Book: The Checklist Manifesto, Atul Gawande


Checklists are great. We use them in all parts of the company process and a lot of documentation is made obsolete just by changing it to a checklist that anyone can follow. This is a great read.


Jobs are becoming too complex to be done from memory alone. Checklists remind us of the minimum necessary steps. Reminders of most critical and important steps. Practical. Between five and nine items. Let it evolve.

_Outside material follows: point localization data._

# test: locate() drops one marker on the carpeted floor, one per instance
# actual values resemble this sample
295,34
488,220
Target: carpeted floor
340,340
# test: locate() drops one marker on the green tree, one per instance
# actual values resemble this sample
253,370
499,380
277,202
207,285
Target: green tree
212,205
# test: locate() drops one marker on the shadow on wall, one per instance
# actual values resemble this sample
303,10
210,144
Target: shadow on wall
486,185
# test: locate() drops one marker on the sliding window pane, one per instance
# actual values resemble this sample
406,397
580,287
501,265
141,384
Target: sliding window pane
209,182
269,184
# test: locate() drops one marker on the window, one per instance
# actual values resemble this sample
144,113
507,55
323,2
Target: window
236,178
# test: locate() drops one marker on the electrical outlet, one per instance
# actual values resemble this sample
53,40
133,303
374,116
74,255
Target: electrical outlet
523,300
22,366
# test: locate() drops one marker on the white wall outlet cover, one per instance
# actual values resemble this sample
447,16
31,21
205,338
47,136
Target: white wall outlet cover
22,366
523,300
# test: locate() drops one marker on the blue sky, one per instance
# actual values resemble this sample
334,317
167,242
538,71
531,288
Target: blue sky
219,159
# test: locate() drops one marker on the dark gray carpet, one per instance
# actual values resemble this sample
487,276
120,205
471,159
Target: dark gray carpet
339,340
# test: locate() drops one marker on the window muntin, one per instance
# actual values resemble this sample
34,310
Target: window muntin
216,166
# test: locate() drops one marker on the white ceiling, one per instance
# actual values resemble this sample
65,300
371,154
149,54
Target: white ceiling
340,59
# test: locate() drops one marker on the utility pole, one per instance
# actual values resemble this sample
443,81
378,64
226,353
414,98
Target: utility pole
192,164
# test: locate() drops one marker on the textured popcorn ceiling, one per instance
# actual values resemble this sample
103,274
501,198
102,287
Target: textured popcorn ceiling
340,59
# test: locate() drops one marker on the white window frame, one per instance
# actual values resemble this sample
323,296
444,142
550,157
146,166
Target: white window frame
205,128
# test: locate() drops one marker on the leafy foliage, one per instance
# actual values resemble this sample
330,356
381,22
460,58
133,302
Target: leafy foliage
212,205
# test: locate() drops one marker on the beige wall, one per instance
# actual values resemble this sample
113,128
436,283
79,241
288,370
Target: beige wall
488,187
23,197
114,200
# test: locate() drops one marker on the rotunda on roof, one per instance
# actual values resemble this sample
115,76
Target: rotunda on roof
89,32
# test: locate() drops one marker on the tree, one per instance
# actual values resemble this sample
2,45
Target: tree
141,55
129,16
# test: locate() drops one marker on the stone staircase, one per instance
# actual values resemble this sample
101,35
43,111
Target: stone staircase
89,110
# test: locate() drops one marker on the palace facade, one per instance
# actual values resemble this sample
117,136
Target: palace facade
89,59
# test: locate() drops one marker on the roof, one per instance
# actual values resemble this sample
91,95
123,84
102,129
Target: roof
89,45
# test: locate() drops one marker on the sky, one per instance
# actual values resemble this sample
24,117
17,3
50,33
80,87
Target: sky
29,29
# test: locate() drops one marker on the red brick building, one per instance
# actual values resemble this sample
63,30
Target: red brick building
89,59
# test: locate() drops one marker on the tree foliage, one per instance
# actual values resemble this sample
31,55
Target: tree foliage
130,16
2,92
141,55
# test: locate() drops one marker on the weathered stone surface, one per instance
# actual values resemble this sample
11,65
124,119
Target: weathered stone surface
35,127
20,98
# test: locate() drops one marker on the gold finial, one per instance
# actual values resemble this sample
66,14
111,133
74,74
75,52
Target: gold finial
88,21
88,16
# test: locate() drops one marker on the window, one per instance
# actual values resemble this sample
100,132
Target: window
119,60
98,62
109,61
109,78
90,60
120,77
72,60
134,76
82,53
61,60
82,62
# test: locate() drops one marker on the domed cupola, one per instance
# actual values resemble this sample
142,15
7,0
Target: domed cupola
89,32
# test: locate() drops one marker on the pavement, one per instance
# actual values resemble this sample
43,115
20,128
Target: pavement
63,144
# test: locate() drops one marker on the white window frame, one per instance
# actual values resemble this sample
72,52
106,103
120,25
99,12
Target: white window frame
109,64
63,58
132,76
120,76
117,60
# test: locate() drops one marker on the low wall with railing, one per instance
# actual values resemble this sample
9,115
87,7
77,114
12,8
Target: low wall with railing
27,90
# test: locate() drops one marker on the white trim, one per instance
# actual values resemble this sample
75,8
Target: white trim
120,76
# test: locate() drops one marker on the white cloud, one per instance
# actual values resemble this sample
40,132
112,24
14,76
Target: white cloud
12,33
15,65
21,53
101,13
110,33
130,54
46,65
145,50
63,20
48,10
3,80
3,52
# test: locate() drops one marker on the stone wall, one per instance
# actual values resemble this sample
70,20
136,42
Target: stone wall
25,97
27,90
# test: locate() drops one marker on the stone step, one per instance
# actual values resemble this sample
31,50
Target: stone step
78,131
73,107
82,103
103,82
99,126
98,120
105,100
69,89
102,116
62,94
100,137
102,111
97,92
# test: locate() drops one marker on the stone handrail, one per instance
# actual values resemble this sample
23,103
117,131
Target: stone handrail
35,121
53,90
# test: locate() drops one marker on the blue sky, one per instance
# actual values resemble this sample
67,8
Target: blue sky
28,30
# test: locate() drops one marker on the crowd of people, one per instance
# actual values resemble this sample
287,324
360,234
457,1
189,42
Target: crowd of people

  • Substantial parts of what almost everyone does is now too complex for them to carry out reliably from memory alone.
  • Checklists seem to provide protection against such failures. They remind us of the minimum necessary steps and make them explicit.
  • You want people to make sure to get the stupid stuff right. Yet you also want to leave room for craft and judgment and the ability to respond to unexpected difficulties that arise along the way.
  • Giving people a chance to say something at the start seemed to activate their sense of participation and responsibility and their willingness to speak up.
  • Good checklists are precise. They are efficient, to the point, and easy to use even in the most difficult situations. They do not try to spell out everything—a checklist cannot fly a plane. Instead, they provide reminders of only the most critical and important steps – the ones that even the highly skilled professionals using them could miss. Good checklists are, above all, practical.
  • You must decide whether you want a DO-CONFIRM checklist or a READ-DO checklist.
  • Keep it to between five and nine items.
  • They are quick and simple tools aimed to buttress the skills of expert professionals.
  • Cut too much and you won’t have enough checks to improve care. Leave too much in and the list becomes too long to use.
  • In the end, a checklist is only an aid. If it doesn’t aid, it’s not right.